P. M. Clark, Esq., for the respondent.

Opinion:
OPINION.
Phillips:
Petitioner contends that, while the fee, amounting to $15,000, which he received from the State was a lump sum, it was compensation for three years services at $5,000 a year. Whether this contention be true or not, it was in fact income in 1922, for the entire amount was received by petitioner in 1922 for personal services rendered or to be rendered. See Jackson v. Smietanka, 272 Fed. 970; 2 Am. Fed. Tax Rep. 1408, and Forbes v. Nichols (U. S. District Court, District of Massachusetts, July 27, 1927).

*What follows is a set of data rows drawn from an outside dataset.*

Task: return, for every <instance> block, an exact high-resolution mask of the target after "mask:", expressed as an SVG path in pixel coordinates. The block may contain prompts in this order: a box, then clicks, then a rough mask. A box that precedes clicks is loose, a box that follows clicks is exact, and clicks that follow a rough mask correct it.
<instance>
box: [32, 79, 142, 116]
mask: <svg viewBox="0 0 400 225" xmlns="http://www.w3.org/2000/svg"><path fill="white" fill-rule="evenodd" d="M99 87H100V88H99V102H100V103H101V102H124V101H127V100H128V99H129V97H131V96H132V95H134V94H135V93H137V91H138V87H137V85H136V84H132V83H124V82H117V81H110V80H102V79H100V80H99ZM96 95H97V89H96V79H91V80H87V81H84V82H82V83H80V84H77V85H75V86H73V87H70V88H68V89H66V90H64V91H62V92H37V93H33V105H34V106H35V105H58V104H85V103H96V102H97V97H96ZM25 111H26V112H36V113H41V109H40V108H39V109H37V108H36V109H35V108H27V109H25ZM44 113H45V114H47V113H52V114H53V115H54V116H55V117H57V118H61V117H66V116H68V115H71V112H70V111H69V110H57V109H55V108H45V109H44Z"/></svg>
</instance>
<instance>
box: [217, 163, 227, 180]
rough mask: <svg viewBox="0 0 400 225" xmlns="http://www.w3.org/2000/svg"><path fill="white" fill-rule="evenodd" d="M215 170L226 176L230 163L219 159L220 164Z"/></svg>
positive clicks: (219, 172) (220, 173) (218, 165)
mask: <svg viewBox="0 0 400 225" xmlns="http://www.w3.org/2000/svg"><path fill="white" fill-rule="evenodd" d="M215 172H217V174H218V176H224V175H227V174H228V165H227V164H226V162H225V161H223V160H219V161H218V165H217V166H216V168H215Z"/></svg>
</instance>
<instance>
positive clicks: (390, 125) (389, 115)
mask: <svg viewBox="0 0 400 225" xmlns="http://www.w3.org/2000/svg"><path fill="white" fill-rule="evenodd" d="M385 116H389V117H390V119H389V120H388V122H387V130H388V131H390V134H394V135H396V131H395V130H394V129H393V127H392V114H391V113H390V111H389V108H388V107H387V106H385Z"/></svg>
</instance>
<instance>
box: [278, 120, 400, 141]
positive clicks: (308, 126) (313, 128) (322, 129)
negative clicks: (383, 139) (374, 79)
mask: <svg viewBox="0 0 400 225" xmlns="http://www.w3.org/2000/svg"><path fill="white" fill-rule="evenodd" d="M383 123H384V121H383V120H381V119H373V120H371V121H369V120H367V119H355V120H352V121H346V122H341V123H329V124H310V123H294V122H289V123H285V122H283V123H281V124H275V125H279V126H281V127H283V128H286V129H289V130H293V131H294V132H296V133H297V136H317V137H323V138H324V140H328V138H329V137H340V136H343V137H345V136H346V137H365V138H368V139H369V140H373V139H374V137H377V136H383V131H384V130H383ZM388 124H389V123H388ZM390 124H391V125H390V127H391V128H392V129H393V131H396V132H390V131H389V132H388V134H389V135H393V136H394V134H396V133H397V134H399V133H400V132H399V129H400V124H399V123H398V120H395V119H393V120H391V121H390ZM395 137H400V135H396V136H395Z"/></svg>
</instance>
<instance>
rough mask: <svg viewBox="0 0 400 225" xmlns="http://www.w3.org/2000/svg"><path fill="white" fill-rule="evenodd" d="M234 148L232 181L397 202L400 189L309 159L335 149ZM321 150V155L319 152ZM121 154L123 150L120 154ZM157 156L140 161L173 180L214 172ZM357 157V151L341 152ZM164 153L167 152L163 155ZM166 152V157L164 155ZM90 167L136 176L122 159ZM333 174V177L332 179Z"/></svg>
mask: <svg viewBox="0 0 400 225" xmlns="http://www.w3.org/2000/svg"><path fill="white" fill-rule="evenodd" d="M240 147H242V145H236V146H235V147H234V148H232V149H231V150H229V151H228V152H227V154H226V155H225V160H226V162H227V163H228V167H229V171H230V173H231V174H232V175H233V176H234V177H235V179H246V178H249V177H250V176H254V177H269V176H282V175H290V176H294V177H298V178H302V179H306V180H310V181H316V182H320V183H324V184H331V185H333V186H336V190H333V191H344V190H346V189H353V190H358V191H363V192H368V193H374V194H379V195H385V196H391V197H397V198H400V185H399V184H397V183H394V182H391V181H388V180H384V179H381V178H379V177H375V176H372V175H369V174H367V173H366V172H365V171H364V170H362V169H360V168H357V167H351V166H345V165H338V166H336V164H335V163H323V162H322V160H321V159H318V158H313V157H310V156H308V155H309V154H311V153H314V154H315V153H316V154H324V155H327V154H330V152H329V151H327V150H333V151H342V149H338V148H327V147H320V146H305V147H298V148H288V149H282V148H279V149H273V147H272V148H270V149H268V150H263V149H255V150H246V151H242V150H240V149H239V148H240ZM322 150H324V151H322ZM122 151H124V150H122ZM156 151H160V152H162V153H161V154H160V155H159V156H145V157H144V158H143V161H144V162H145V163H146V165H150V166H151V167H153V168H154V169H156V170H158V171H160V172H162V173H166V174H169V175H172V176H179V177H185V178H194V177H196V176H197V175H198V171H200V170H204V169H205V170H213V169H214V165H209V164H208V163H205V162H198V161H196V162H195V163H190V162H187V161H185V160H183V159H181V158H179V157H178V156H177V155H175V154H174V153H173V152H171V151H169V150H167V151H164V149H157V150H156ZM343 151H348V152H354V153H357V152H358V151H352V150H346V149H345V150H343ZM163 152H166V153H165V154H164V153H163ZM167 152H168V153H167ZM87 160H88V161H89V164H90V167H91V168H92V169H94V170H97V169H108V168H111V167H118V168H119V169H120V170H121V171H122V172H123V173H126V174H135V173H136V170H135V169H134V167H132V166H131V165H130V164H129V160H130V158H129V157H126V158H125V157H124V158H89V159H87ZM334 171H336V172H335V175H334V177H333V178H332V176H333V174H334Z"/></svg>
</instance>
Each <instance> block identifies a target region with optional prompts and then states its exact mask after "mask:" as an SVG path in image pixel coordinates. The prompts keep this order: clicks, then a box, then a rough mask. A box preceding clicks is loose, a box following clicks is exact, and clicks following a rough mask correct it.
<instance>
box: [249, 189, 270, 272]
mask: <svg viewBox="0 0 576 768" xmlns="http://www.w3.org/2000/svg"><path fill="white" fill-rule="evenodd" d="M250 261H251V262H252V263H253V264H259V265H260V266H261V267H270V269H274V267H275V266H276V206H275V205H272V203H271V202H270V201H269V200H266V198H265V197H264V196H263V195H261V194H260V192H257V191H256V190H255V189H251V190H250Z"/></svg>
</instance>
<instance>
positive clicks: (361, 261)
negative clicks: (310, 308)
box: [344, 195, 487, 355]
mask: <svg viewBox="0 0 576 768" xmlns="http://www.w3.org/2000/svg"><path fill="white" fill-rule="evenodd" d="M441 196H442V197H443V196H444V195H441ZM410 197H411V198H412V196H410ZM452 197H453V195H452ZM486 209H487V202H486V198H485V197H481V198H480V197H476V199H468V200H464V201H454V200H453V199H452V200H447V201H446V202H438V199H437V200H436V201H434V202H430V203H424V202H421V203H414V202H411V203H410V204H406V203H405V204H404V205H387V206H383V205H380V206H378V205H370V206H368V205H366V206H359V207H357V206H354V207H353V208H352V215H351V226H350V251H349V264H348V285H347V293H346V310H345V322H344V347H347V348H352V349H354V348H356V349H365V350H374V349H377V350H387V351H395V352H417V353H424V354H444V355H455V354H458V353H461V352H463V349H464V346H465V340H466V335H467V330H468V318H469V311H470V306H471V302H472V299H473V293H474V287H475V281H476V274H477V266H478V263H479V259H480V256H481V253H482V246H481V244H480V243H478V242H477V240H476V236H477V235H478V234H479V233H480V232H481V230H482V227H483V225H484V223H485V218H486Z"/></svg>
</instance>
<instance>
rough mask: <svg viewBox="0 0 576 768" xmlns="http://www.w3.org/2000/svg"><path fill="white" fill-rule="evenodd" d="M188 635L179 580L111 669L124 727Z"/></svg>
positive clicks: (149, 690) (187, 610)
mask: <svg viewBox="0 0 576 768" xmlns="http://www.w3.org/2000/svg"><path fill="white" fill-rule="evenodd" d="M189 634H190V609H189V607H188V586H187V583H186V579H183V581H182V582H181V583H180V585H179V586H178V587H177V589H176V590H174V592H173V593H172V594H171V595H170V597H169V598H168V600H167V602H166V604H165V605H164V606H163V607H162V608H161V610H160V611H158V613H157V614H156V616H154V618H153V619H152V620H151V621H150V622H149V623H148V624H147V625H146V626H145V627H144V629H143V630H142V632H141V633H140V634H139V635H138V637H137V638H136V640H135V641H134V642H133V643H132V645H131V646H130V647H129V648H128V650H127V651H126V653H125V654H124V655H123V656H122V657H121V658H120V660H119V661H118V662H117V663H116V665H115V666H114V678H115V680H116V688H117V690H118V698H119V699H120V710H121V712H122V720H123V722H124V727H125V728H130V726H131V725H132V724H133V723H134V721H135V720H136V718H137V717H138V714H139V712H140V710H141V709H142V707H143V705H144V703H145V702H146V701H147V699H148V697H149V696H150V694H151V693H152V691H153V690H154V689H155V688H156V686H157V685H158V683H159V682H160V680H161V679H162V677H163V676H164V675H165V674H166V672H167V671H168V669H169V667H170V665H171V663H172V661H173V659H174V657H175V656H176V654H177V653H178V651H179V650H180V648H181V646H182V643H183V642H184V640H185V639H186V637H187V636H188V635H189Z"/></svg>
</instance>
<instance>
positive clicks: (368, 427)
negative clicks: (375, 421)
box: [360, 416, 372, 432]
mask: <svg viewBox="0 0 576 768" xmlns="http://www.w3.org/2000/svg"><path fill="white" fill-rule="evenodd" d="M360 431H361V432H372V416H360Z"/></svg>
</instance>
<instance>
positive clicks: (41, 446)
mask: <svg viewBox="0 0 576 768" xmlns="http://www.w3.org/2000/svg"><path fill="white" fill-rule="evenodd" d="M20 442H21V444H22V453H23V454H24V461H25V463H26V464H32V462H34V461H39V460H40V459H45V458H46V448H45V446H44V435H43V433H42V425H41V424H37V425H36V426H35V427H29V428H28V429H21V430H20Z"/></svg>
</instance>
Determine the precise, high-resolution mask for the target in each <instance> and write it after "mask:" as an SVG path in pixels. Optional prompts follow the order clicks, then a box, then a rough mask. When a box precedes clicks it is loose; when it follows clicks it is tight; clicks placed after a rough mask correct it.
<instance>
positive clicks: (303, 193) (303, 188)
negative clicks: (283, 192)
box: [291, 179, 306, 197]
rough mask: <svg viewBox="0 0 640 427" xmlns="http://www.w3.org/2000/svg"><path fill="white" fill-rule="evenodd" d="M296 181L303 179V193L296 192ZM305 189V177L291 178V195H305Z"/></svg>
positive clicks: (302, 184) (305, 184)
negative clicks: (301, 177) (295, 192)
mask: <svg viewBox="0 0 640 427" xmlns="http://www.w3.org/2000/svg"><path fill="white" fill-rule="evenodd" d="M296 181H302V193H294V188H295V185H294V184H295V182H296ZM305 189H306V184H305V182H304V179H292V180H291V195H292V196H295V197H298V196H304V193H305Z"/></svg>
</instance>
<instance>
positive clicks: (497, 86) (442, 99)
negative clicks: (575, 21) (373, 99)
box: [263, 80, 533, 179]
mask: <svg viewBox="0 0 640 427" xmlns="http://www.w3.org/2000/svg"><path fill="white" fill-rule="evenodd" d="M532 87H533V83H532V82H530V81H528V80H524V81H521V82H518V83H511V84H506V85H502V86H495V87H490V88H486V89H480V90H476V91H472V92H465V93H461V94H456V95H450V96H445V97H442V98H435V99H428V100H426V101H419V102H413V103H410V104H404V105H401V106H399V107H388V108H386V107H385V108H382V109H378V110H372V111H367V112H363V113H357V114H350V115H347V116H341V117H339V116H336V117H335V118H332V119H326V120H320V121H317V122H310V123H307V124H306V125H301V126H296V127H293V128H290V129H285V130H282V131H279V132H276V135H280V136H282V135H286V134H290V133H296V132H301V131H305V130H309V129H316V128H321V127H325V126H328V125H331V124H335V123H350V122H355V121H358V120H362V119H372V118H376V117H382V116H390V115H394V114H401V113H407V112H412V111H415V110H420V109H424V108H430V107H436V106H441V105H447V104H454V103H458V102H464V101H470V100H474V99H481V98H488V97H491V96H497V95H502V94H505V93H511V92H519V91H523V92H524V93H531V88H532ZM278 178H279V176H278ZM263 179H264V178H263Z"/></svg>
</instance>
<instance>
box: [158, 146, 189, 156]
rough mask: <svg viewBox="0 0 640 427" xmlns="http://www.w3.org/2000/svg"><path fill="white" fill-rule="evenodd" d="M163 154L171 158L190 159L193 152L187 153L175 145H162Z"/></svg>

The second contention of taxpayer is that the fee was salary of a public officer, and not taxable as such. The United States Supreme Court, in Metcalf & Eddy v. Mitchell, 269 U. S. 514, had occasion to consider the question here involved. There it was held that a consulting engineer, engaged as such by a State or. local subdivision for work not permanent or continuous in character on public water supply and sewage disposal projects, whose duties are prescribed by his contract, and who takes no oath of office and is free to accept other concurrent employment, is neither an officer nor an employee of the State so as to be exempt from taxation. Under the principles laid down in that decision we are of the opinion that petitioner was not a public officer after his resignation as Attorney General in 1922. Appeals of Robert G. Gordon, 5 B. T. A. 1047, and Emma B. Brunner, Executrix, 5 B. T. A. 1135.
Petitioner's third contention is that his claims against the State of Oklahoma for expenses incurred in carrying on litigation under his contract with the State were uncollectible and that, therefore, he should be allowed a deduction for the amount of these expenses. We understand that petitioner was to be reimbursed for such expenses, and that such amounts constituted a claim which petitioner had against the State for reimbursement. It would, therefore, appear necessary that petitioner bring himself under section 214 (a) (7) of the Revenue Act of 1921 which provides that there shall be allowed as a deduction debts ascertained to be worthless and charged off within the taxable year.
Taxpayer testified that he expended between $6,000 and $8,000 for expenses during 1922. His claim against the State was not repudiated in 1922 but was repudiated in 1923. The legislature was not in session in 1922 and, therefore, could not have appropriated funds in that year for the payment of his claim. Although the governor of the State stated publicly that the claim would not be paid, in 1923 he directed the clerk of the Supreme Court of the United States to pay petitioner any rebate that might exist after the litigation was terminated. The petitioner could not have ascertained his claim against the State to be uncollectible in 1922 and there' is no certainty as yet that it is worthless. There is no other provision of law which has been called to our attention or of which we have knowledge, under which the amount claimed as a deduction could have been allowed in 1922.
Decision will be entered for the respondent.
Considered by Maequette, MillixceN, and Van FossaN.